SmartQuant: CXL-based AI Model Store in Support of Runtime Configurable Weight Quantization
Rui Xie, Asad Ul Haq, Linsen Ma, Krystal Sun, Sanchari Sen, Swagath, Venkataramani, Liu Liu, Tong Zhang

TL;DR
This paper proposes a CXL-based AI model store that enables runtime configurable weight quantization, improving inference efficiency, memory access speed, and energy efficiency for transformer models by leveraging hardware support and active CXL memory controllers.
Contribution
It introduces a novel CXL-based design that allows runtime configurable weight quantization to enhance AI inference performance and efficiency, filling a research gap in hardware exploitation.
Findings
Demonstrated improved inference efficiency on transformer models
Showed increased memory access speed and energy savings
Validated effectiveness through experimental results
Abstract
Recent studies have revealed that, during the inference on generative AI models such as transformer, the importance of different weights exhibits substantial context-dependent variations.

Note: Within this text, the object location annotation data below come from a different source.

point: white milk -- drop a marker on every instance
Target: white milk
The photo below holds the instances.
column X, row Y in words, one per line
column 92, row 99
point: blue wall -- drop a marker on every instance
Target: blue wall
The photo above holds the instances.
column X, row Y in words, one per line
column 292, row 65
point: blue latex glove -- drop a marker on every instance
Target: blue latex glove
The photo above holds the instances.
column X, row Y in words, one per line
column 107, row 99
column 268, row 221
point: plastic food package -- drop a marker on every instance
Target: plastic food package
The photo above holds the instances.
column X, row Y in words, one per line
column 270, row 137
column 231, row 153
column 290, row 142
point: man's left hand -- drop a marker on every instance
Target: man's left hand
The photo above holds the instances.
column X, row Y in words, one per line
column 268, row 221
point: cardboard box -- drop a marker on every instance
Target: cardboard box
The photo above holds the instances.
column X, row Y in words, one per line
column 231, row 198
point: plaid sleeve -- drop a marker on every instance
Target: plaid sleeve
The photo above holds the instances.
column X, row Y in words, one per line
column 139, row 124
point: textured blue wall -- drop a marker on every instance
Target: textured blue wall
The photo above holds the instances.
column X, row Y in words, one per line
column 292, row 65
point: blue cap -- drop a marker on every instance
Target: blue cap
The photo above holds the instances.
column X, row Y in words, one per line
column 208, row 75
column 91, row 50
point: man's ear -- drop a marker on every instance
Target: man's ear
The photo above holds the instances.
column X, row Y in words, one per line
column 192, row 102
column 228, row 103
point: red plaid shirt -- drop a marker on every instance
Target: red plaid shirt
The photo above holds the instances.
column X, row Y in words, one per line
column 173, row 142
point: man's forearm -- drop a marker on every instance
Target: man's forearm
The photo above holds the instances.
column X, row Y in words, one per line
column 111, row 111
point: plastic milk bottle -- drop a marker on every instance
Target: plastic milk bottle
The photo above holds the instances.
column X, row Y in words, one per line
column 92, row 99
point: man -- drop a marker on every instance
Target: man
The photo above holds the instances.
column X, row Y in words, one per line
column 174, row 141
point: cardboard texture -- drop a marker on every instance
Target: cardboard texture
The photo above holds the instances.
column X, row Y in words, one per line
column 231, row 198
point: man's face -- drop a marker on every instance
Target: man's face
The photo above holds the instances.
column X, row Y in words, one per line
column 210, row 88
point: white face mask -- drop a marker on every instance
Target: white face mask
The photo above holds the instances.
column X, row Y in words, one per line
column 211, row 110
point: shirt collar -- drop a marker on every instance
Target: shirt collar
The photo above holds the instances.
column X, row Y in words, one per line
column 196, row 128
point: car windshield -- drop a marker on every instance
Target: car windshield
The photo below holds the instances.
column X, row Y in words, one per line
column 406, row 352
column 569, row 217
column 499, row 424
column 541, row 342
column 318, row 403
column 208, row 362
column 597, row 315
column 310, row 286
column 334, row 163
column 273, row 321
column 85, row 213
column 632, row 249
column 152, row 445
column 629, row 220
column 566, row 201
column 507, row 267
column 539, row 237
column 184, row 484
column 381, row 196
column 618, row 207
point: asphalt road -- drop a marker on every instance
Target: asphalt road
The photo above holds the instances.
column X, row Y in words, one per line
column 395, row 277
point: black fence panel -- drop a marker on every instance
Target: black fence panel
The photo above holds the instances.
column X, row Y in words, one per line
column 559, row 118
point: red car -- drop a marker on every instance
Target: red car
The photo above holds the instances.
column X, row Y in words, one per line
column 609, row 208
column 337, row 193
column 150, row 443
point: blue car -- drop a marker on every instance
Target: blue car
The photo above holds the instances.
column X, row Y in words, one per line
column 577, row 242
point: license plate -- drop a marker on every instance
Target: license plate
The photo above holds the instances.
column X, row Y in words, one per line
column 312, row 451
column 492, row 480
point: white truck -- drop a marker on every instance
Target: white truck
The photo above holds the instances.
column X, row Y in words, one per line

This naturally manifests a promising potential of adaptively configuring weight quantization to improve the generative AI inference efficiency. Although configurable weight quantization can readily leverage the hardware support of variable-precision arithmetics in modern GPU and AI accelerators, little prior research has studied how one could exploit variable weight quantization to proportionally improve the AI model memory access speed and energy efficiency. Motivated by the rapidly maturing CXL ecosystem, this work develops a CXL-based design solution to fill this gap. The key is to allow CXL memory controllers play an active role in supporting and exploiting runtime configurable weight quantization.…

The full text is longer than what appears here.